Кстати, такими пустяками, как определение групповой принадлежности крови, найденной на улике, светлые умы советских пинкертонов себя вообще не утруждали. Читатель, наверное, помнит тряпицу со следами крови, найденную в потолочном перекрытии голубятни Василия Кузнецова, – эта тряпка считалась важнейшей уликой, доказывавшей виновность молодого человека в убийстве Герды Грибановой. Товарищи из уголовного розыска носились с нею, как тот дурак с писаной торбой из русской пословицы. Так вот лейтенанту Вершинину в голову не пришло поставить перед областной лабораторией СМЭ задачу определить групповую принадлежность крови на тряпке. Более того, ни в одном из многочисленных постановлений о назначении экспертиз такого рода, что имеются в материалах этого расследования, задача установления группы крови перед судмедэкспертами не ставилась. Вообще! Такое ощущение, что могучие умы советских сыскарей просто-напросто понятия не имели об эритроцитных антигенах и не понимали доказательную значимость их совпадений, хотя медицинская наука уже широко использовала переливание крови, и у любого больного, поступавшего в больницу, определялась её групповая принадлежность и резус-фактор. Определялись они и для выживших жертв Винничевского, что видно из их историй болезни. Кстати, раз уж пришлось вспомнить злосчастную окровавленную марлю из голубятни Василия Кузнецова, то нелишне припомнить и другую связанную с ней деталь. То, сколь упорно Василий Кузнецов доказывал, будто в его доме вообще никогда не имелось марли, наводит на мысль, что тряпицу в его голубятню банально подложили перед обыском. Или во время обыска. Сначала подложили, потом «нашли», вот вам и «улика»!
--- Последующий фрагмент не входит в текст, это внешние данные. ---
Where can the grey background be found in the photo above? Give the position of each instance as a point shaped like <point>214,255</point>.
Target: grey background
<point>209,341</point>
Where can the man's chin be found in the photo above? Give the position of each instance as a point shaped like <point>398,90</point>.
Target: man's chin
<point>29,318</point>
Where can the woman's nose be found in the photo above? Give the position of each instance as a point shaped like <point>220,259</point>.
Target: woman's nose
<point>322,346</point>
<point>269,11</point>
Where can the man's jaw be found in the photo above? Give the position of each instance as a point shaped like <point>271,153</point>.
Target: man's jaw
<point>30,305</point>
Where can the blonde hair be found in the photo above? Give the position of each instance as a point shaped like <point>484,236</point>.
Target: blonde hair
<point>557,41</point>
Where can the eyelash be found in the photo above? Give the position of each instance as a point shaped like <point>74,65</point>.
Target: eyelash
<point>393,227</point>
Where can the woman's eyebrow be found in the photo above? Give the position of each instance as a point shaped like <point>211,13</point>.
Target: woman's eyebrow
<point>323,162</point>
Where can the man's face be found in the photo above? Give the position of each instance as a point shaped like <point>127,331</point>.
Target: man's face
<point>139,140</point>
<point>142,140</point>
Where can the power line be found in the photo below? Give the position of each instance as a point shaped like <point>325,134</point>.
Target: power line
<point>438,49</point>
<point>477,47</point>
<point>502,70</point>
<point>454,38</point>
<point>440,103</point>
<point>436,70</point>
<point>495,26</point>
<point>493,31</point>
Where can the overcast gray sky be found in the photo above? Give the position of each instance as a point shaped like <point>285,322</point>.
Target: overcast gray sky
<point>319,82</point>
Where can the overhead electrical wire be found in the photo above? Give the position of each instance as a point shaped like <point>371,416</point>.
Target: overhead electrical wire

Старший лейтенант Вершинин шесть суток не передавал вещи Винничевского в лабораторию, и это, повторимся, выглядит очень странно и никак не может быть объяснено чрезмерной загруженностью работой или забывчивостью. Причина явно заключалась в чём-то ином, хотя мы никогда не узнаем доподлинно, что же именно побудило начальника областного угро попридержать упомянутые вещи.
В тот же самый день 31 октября следственные материалы обогатились характеристикой, данной администрацией школы №16, в которой обучался Владимир Винничевский. Это два листика на бумаге в клетку из ученической тетради, исписанные от руки. Документ довольно любопытный, причём с самого первого предложения. Начинается он так: «Характеристика на бывшего ученика VII „б“ класса школы №16 Винничевского Владимира». Как видим, с момента ареста Винничевского минула неделя, и он стал уже «бывшим учеником». В рамках тогдашней идеологической парадигмы, кстати, это выглядит вполне логичным: советская Рабоче-Крестьянская милиция, как известно, никогда не ошибается и невиновных под стражу не заключает, если «взяли» Володю за что-то, значит, виноват, а потому учиться в советской средней школе недостоин. В общем-то, с этим даже и не поспоришь.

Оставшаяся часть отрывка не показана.